Me fui de la consulta un tanto consternada. No sabía en qué dirección caminar porque no había decidido a dónde ir. Di un par de vueltas a la calle. Al sacar mi teléfono del bolso, las bragas que tenía de repuesto se me cayeron sin que me diese cuenta. Avancé unos metros y entonces uno de los hombres que trabajaba en una construcción me gritó: ¡Eh, se te han caído las bragas!
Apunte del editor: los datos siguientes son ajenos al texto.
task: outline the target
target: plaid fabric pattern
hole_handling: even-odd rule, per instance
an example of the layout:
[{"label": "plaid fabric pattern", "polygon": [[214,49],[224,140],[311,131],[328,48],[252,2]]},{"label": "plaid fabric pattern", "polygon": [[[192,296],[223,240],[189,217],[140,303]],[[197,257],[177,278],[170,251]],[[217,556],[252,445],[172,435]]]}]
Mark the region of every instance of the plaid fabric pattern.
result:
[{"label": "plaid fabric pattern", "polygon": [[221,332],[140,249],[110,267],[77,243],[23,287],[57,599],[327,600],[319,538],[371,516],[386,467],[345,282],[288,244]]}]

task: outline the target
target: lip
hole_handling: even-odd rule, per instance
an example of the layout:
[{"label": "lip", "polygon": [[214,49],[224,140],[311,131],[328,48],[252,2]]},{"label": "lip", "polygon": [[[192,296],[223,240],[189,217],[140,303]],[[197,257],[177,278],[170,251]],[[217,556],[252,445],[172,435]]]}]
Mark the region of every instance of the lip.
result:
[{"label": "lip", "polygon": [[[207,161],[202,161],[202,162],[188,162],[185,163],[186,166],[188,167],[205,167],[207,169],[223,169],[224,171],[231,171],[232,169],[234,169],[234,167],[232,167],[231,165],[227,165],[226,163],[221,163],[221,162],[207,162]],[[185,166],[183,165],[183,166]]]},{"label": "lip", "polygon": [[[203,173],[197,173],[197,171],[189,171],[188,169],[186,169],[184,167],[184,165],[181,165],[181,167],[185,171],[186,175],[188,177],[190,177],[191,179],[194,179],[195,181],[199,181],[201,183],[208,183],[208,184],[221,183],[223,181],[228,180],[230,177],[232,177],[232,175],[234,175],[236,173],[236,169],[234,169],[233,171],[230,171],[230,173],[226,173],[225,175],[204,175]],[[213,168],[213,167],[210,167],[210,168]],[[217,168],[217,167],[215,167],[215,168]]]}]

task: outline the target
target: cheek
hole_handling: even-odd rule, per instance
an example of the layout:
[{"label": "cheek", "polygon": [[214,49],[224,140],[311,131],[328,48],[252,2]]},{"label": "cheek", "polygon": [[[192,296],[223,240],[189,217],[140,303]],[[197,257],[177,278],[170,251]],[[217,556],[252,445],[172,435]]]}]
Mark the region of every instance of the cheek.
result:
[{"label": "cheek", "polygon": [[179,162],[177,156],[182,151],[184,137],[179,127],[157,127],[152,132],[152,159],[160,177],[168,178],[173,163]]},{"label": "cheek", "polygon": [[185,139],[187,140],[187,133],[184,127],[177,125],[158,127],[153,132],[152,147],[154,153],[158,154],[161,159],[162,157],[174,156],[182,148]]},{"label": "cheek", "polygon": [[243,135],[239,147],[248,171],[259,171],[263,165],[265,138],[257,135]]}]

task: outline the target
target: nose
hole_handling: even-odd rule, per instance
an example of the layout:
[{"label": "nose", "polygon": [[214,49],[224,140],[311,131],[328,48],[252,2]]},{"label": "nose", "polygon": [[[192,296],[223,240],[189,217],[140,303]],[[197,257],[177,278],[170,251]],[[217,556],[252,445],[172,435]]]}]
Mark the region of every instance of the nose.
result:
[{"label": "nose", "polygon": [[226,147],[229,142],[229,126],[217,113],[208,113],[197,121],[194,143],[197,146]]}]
Por la noche Clara y yo nos fuimos al cine a ver la última película de Almodóvar. Llegábamos tarde. En Madrid siempre se llega tarde. Clara casi se deja atropellar en Gran Vía por no mirar a los dos lados. Cuando el semáforo se puso en verde le dije: ahora sí. Corrimos, nuestras copas rebotaban en nuestras vaginas. Clara la había estrenado el día anterior y estaba muy emocionada con el proceso. Me había despertado en mitad de la noche para que la enseñase a utilizarla. Cuando llegamos a la plaza de los cubos frenó en seco. Observó los tres cines y discernió el Renoir rápidamente. Palomitas, entradas, pip pip, sala diez a la derecha.